Because PHP’s Manual pages on filter_var() don’t include a detailed list of possible validation & sanitation constants , here they are listed – with help from W3Schools.com .

Sanitizing input

  • FILTER_SANITIZE_STRING: This filter removes data that is potentially harmful for your application. It is used to strip tags and remove or encode unwanted characters.

    Optional flags available:

    • FILTER_FLAG_NO_ENCODE_QUOTES – This flag does not encode quotes
    • FILTER_FLAG_STRIP_LOW – Strip characters with ASCII value below 32
    • FILTER_FLAG_STRIP_HIGH – Strip characters with ASCII value above 127
    • FILTER_FLAG_ENCODE_LOW – Encode characters with ASCII value below 32
    • FILTER_FLAG_ENCODE_HIGH – Encode characters with ASCII value above 127
    • FILTER_FLAG_ENCODE_AMP – Encode the & character to &
  • FILTER_SANITIZE_STRIPPED: Alias to the FILTER_SANITIZE_STRING, shown above.

  • FILTER_SANITIZE_ENCODED: Filter strips or URL-encodes unwanted characters. Similar to urlencode() .

    Optional flags available:

    • FILTER_FLAG_STRIP_LOW – Strip characters with ASCII value below 32
    • FILTER_FLAG_STRIP_HIGH – Strip characters with ASCII value above 32
    • FILTER_FLAG_ENCODE_LOW – Encode characters with ASCII value below 32
    • FILTER_FLAG_ENCODE_HIGH – Encode characters with ASCII value above 32
  • FILTER_SANITIZE_SPECIAL_CHARS: Filter HTML-escapes special characters.

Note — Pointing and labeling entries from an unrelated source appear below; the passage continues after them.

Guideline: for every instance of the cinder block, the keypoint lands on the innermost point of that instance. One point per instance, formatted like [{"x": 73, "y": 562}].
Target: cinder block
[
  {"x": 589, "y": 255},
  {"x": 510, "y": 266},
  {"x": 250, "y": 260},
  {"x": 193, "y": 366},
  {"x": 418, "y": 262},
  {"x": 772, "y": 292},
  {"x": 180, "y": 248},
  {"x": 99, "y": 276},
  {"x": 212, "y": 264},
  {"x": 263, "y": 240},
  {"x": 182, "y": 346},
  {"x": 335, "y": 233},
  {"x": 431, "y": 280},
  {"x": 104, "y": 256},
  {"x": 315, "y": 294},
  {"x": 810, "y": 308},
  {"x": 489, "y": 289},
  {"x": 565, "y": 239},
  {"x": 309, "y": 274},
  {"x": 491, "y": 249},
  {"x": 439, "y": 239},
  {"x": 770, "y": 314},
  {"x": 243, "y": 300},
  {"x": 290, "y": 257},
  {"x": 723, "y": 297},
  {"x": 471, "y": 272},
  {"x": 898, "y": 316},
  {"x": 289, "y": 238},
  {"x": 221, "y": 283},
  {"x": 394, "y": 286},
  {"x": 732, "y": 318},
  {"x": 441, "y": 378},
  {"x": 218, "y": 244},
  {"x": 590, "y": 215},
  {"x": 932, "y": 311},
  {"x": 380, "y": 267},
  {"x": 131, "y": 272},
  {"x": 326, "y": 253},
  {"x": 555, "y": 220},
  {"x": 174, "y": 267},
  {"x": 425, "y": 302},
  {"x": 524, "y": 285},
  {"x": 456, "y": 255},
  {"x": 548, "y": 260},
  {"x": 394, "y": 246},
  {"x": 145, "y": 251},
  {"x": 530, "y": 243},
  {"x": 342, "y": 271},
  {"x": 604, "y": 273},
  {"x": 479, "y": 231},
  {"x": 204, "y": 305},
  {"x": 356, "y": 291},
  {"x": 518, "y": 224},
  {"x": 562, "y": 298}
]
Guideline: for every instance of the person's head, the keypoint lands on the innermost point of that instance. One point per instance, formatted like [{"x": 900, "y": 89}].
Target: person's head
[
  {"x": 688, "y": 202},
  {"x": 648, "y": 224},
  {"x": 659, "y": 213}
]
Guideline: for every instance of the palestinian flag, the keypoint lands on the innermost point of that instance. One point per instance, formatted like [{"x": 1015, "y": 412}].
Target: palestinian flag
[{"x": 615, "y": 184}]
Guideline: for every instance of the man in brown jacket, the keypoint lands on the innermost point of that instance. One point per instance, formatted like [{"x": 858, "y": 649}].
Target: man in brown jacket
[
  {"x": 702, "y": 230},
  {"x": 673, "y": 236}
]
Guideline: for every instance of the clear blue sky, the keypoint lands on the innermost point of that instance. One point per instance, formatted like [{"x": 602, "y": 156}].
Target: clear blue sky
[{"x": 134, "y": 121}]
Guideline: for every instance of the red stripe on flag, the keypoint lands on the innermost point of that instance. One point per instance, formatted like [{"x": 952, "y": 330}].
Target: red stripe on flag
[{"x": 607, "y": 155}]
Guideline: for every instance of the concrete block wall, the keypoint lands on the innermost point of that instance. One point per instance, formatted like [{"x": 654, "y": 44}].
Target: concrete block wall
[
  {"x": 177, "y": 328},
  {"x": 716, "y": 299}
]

    Optional flags available:

    • FILTER_FLAG_STRIP_LOW – Strip characters with ASCII value below 32
    • FILTER_FLAG_STRIP_HIGH – Strip characters with ASCII value above 32
    • FILTER_FLAG_ENCODE_HIGH – Encode characters with ASCII value above 32
  • FILTER_SANITIZE_EMAIL: Filter removes all illegal e-mail characters from a string.

  • FILTER_SANITIZE_URL: Filter removes all illegal URL characters from a string.

  • FILTER_SANITIZE_NUMBER_INT: Filter removes all illegal characters from a number.

  • FILTER_SANITIZE_NUMBER_FLOAT: Filter removes all illegal characters from a float number.

  • FILTER_SANITIZE_MAGIC_QUOTES: Filter performs the addslashes() function to a string.

Validating input

  • FILTER_VALIDATE_INT: Validates value as integer.

    Optional flags available:

    • min_range – specifies the minimum integer value (code example )
    • max_range – specifies the maximum integer value
    • FILTER_FLAG_ALLOW_OCTAL – allows octal number values
    • FILTER_FLAG_ALLOW_HEX – allows hexadecimal number values
  • FILTER_VALIDATE_BOOLEAN: Validates value as a boolean option.

  • FILTER_VALIDATE_FLOAT: Validates value as a float number.

  • FILTER_VALIDATE_REGEXP: Validates value against a Perl-compatible regular expression.

  • FILTER_VALIDATE_URL: Validates value as an URL.

    Optional flags available:

    • FILTER_FLAG_SCHEME_REQUIRED – Requires URL to be an RFC compliant URL (like http://example)
    • FILTER_FLAG_HOST_REQUIRED – Requires URL to include host name (like http://www.example.com )
    • FILTER_FLAG_PATH_REQUIRED – Requires URL to have a path after the domain name (like www.example.com/example1/test2/ )
    • FILTER_FLAG_QUERY_REQUIRED – Requires URL to have a query string (like “example.php?name=Peter&age=37”)
  • FILTER_VALIDATE_EMAIL: Validates value as an e-mail address.

  • FILTER_VALIDATE_IP: Validates value as an IPv4 or IPv6 address.

    Optional flags available:

    • FILTER_FLAG_IPV4 – Requires the value to be a valid IPv4 IP (like 255.255.255.255)
    • FILTER_FLAG_IPV6 – Requires the value to be a valid IPv6 IP (like 2001:0db8:85a3:08d3:1319:8a2e:0370:7334)
    • FILTER_FLAG_NO_PRIV_RANGE – Requires the value to be a RFC specified IP, not within a private range (like 192.168.0.1, 10.0.0.1, …)
    • FILTER_FLAG_NO_RES_RANGE – Requires that the value is not within the reserved IP range. This flag takes both IPV4 and IPV6 values. A reserved IP could be 255.255.255.255 (broadcast address).

An excellent source for more code examples can be found at the Devolio blog post Data Filtering Using PHPs Filter Functions (Part One) .

While the filter_var() functions can’t replace every possible type of input validation, it can help a great deal. Especially tricky validations such as E-mail, URL or IPv6 addresses are so much easier this way.